死亡者の60.1%は60代以上の一人暮らしで、エアコンをつけているから大丈夫という認識が見えにくいリスクを生んでいる可能性があります。
親の体調確認方法の実態
夏場の親の体調確認方法として最多は「特に確認していない」で38.4%、「電話・LINEで確認」は28.2%にとどまりました。
電話では室内が実際に涼しいかどうかは把握できません。
高齢者は暑さを感じにくく、研究ではエアコンがついていた84例の中に温度設定は28度になっていたが暖房設定になっていたケースも報告されています。
実家のエアコン年式の把握状況

親の熱中症リスクに「やや不安」または「非常に不安」と回答した人は合計65.9%にのぼりました。
実家のエアコンの年式を把握していないと答えた人は28.0%で、把握している人のうち10年以上経過している可能性がある家庭も約3割に達します。
エアコンの寿命は一般的に10年程度とされ、10年を超えると冷房性能の低下や故障リスクが高まります。
エアコンの不調(冷えない・異音・水漏れなど)に気づいたことがあると答えた人は29.3%にのぼりました。
「エアコン2027年問題」の認知度
経済産業省は2027年度から家庭用壁掛けエアコンの省エネ基準を大幅に引き上げることを決定しており、調査では41.9%がこの問題を知らなかったと回答しました。
基準未達モデルが直ちに販売禁止になるわけではありませんが、業界内では低価格帯モデルの供給減少や価格上昇を見込む声もあります。
実家のエアコンを交換する予定

実家のエアコンを直近1〜2年以内に交換する予定はないと答えた人は63.1%、検討中は20.3%にとどまりました。
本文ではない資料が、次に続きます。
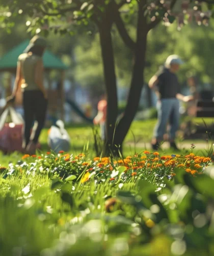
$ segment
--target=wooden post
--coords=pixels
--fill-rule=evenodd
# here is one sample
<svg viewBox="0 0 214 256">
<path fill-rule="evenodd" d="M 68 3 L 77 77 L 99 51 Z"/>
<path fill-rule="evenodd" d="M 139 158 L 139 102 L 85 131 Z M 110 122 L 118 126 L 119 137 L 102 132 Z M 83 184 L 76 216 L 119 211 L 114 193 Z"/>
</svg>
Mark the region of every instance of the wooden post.
<svg viewBox="0 0 214 256">
<path fill-rule="evenodd" d="M 60 96 L 61 99 L 60 102 L 60 112 L 61 112 L 61 119 L 64 121 L 65 113 L 64 113 L 64 105 L 65 105 L 65 91 L 64 88 L 64 83 L 65 81 L 65 72 L 64 70 L 61 71 L 61 78 L 60 81 Z"/>
</svg>

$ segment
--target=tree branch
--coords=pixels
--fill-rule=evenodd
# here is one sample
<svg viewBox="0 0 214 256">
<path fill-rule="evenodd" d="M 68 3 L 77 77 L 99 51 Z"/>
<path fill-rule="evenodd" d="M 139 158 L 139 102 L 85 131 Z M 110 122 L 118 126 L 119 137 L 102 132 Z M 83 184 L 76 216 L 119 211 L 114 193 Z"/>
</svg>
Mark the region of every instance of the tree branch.
<svg viewBox="0 0 214 256">
<path fill-rule="evenodd" d="M 43 6 L 41 6 L 40 10 L 42 13 L 45 15 L 48 16 L 57 16 L 60 15 L 62 14 L 64 14 L 66 12 L 74 12 L 75 11 L 78 11 L 79 10 L 80 6 L 76 6 L 76 7 L 70 7 L 67 8 L 62 8 L 60 9 L 59 8 L 57 10 L 58 12 L 48 12 L 45 11 Z"/>
<path fill-rule="evenodd" d="M 115 12 L 114 20 L 117 26 L 118 32 L 124 43 L 130 49 L 134 49 L 135 42 L 128 35 L 126 29 L 125 27 L 123 21 L 118 10 L 116 10 Z"/>
<path fill-rule="evenodd" d="M 172 10 L 175 4 L 176 3 L 177 0 L 172 0 L 171 3 L 170 9 Z M 161 19 L 160 19 L 158 17 L 156 17 L 155 19 L 152 21 L 151 23 L 148 24 L 148 31 L 151 30 L 152 29 L 154 29 L 157 25 L 158 25 L 160 22 L 161 21 Z"/>
</svg>

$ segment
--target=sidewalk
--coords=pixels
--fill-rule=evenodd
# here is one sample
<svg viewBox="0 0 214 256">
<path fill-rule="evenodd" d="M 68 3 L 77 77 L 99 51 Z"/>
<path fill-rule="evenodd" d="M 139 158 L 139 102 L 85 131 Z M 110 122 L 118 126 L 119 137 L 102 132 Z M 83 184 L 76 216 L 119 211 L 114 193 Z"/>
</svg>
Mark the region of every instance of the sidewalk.
<svg viewBox="0 0 214 256">
<path fill-rule="evenodd" d="M 190 150 L 191 147 L 192 143 L 190 141 L 181 141 L 177 143 L 177 146 L 180 149 L 186 149 Z M 208 149 L 208 148 L 210 148 L 212 145 L 212 143 L 210 142 L 208 144 L 208 142 L 206 141 L 204 141 L 204 142 L 197 142 L 196 141 L 194 142 L 194 144 L 195 146 L 195 149 Z M 127 142 L 125 143 L 126 146 L 130 146 L 131 147 L 136 147 L 136 148 L 145 148 L 145 149 L 150 149 L 151 150 L 151 144 L 148 142 L 143 143 L 143 142 L 137 142 L 135 144 L 133 142 Z M 165 142 L 162 145 L 162 148 L 166 149 L 168 149 L 169 147 L 169 142 Z"/>
</svg>

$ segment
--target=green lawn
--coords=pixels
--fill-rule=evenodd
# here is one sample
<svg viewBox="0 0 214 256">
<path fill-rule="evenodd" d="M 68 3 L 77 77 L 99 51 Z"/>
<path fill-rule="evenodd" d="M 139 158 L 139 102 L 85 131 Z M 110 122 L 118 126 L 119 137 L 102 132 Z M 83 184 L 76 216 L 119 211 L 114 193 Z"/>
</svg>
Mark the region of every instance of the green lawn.
<svg viewBox="0 0 214 256">
<path fill-rule="evenodd" d="M 202 120 L 199 118 L 194 119 L 196 123 L 199 122 L 201 123 Z M 205 119 L 206 123 L 210 124 L 212 122 L 212 120 L 210 118 Z M 152 137 L 153 130 L 156 123 L 156 119 L 149 119 L 144 121 L 135 121 L 133 122 L 130 129 L 127 134 L 125 140 L 124 146 L 124 156 L 132 155 L 136 152 L 139 153 L 145 150 L 151 150 L 150 143 Z M 92 126 L 87 124 L 75 124 L 71 125 L 66 127 L 70 138 L 71 138 L 71 150 L 70 152 L 73 154 L 78 155 L 83 152 L 90 152 L 91 157 L 94 157 L 95 155 L 94 148 L 94 139 L 92 132 Z M 47 145 L 47 139 L 48 134 L 48 129 L 43 130 L 40 138 L 40 141 L 42 144 L 42 152 L 46 152 L 49 150 Z M 185 141 L 190 145 L 197 141 Z M 204 142 L 201 140 L 201 142 Z M 131 145 L 128 144 L 131 142 Z M 178 139 L 179 145 L 182 147 L 182 140 Z M 149 147 L 148 147 L 149 146 Z M 189 148 L 188 148 L 189 149 Z M 204 153 L 201 151 L 201 149 L 196 148 L 195 151 L 199 155 L 203 155 Z M 185 150 L 185 152 L 186 151 Z M 164 153 L 174 153 L 174 152 L 165 149 Z M 14 162 L 20 158 L 20 155 L 14 153 L 11 156 L 3 156 L 0 153 L 1 163 L 2 165 L 8 164 L 10 162 Z"/>
</svg>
交換をためらう理由は「費用が高い」36.8%と「必要性を感じていない」36.7%がほぼ同率で1位でした。
スマートエアコンという選択肢
専用アプリで離れた場所から室温確認や遠隔操作ができる「スマートエアコン」は、親がリモコン操作を誤っても家族が設定し直せます。
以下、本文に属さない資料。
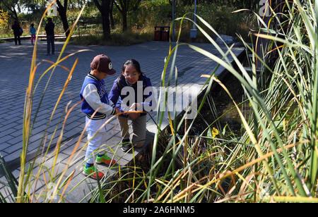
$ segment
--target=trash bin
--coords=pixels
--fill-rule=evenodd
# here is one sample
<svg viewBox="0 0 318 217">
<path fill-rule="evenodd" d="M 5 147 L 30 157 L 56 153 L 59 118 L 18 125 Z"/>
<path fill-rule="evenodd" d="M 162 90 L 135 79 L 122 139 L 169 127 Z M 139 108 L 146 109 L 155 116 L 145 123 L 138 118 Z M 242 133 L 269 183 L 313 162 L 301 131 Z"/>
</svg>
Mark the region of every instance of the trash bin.
<svg viewBox="0 0 318 217">
<path fill-rule="evenodd" d="M 155 41 L 161 40 L 161 30 L 158 26 L 155 26 Z"/>
<path fill-rule="evenodd" d="M 169 41 L 170 26 L 155 26 L 155 41 Z"/>
</svg>

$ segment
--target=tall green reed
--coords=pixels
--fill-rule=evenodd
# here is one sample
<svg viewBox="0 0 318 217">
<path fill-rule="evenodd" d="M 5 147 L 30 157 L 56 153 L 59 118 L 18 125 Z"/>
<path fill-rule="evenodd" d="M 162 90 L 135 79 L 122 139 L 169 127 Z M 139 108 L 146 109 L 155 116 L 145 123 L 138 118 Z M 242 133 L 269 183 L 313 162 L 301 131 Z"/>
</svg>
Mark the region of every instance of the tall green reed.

設置には電気工事が必要となる場合があり、有資格業者による施工が求められます。
調査ではこの機能を知らなかった人が54.3%と過半数を占めました。
実家を訪れる機会に、エアコンの年式や動作状態を目で直接確認し、交換を検討する場合は現行モデルの在庫があるうちに情報を集めておくと、いざという時の負担を減らせます。
セーフリー「エアコン2027年問題」の紹介でした。
よくある質問
エアコンの寿命はどれくらいですか?
一般的にエアコンの寿命は10年程度とされており、10年を超えると冷房性能の低下や故障リスクが高まります。
冷えの弱まりや異音、水漏れなどのサインは買い替え時期の目安の一つです。
スマートエアコンを設置する際に必要な工事はありますか?
専用コンセントの増設など電気工事が必要となる場合があり、電気工事士の資格を持つ業者による施工が求められます。
エアコン2027年問題とは何ですか?
経済産業省が2027年度から家庭用壁掛けエアコンの省エネ基準を大幅に引き上げる方針で、基準未達モデルの供給減少や価格上昇が見込まれています。